Publisher: BHP Comics
Writer: Gary Chudleigh
Artwork: Tanya Roberts
And so we reach the third and final chapter of Plagued: The Miranda Chronicles from BHP Comics. The first couple of volumes saw series co-creators Gary Chudleigh and Tanya Roberts introduce us to reformed witch hunter Thomas Mackie, his talking dog Dex and eponymous rebel witch Miranda in their attempts to cure the world of a deadly plague that has been falsely attributed to witches.
This final volume sees our heroes being forced out of hiding when legendary witch hunter Salem concocts a plan to wipe out witches once and for all, and sees them crossing paths with a dangerous witch coven that Miranda has had previous dealings with and whose help she wants absolutely no part of.
There are some interesting twists and turns here, some expected and some genuinely surprising, and both Chudleigh and Roberts make sure the whole thing crackles with the same lively, exciting, and occasionally silly energy as the first two volumes. That said, this final volume does perhaps feel a little more ‘young adult’ than ‘all-ages’, particularly with the introduction of the coven, and the rather shocking (to say the least!) way the bad guys decide to try and turn the citizens against magic-users again.
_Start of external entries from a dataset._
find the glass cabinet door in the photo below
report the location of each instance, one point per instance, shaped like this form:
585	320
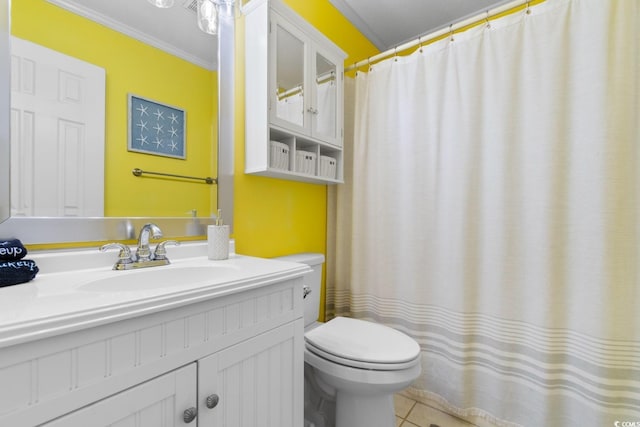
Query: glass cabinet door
324	111
290	96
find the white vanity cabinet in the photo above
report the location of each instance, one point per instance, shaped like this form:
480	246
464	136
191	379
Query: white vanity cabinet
294	79
219	356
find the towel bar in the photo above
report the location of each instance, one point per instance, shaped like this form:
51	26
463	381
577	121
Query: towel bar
208	180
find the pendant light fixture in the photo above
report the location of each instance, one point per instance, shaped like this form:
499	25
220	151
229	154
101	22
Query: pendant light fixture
162	3
208	16
207	11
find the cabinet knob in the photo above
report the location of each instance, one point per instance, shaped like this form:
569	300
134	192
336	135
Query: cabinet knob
306	290
189	415
212	401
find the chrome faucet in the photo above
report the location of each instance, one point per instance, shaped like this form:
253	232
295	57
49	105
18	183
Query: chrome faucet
150	230
143	257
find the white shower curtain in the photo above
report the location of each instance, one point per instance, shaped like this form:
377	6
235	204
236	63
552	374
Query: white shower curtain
493	214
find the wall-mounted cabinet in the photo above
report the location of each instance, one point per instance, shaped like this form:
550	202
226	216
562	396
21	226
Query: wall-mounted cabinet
293	96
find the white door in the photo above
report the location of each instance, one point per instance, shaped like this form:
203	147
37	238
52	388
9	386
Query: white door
57	133
161	402
258	383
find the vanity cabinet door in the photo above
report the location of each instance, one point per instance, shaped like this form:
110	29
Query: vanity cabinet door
257	383
159	402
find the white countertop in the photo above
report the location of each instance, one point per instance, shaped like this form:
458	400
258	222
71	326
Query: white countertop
73	289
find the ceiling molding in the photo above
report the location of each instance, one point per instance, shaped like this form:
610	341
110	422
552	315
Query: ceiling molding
359	23
133	33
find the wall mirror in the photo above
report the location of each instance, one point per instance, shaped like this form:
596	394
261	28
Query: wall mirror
159	55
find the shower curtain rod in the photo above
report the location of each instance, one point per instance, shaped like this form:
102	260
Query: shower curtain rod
447	29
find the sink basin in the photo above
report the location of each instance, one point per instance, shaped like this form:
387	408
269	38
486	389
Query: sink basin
159	277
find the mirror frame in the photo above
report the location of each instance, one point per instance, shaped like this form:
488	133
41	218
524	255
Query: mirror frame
50	230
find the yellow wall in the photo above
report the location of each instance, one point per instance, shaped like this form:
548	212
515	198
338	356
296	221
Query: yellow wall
274	217
134	67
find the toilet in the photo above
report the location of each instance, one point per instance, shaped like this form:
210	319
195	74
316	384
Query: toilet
352	367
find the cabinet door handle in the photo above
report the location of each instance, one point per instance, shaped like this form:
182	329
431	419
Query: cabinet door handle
189	415
212	401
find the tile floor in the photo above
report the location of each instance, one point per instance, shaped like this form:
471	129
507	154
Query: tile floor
410	413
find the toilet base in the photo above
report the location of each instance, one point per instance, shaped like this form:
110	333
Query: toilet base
364	410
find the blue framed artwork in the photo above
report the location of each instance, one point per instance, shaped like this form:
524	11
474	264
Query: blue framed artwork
156	128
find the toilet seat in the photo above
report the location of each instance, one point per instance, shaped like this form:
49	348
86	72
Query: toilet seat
362	344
For me, the resolution to Salem’s investigation into the Plague is perhaps a little disappointing, particularly as it seems to undo a lot of what came before, but he ends up playing a vital role in the final showdown and cementing his role as the series’ “big bad” – a role he fills with real gusto here.
As always, Robertson does a great job with her expressive artwork, helping to nail the beats of the story. The backgrounds are admittedly little basic and unfinished-looking in places, but that only serves to draw focus to the characters themselves, and there’s some real dynamism and creative framing on display during the epic final showdown.
The colour palette is heavy with the same dark blues, greens and purples as the previous books, and some of the magical effects used along the way really pop as a result of the sharpness of the colours used.
Also, a should probably be expected, things end in an impressively upbeat fashion, and readers will get a real kick out of the smile-raising epilogue Chudleigh throws in.
Upbeat, funny, visually exciting and with an impressive message of inclusion, forgiveness and doing the right thing, Plagued remains an easy book to recommend, particularly – once again – if you have younger comic readers in your life.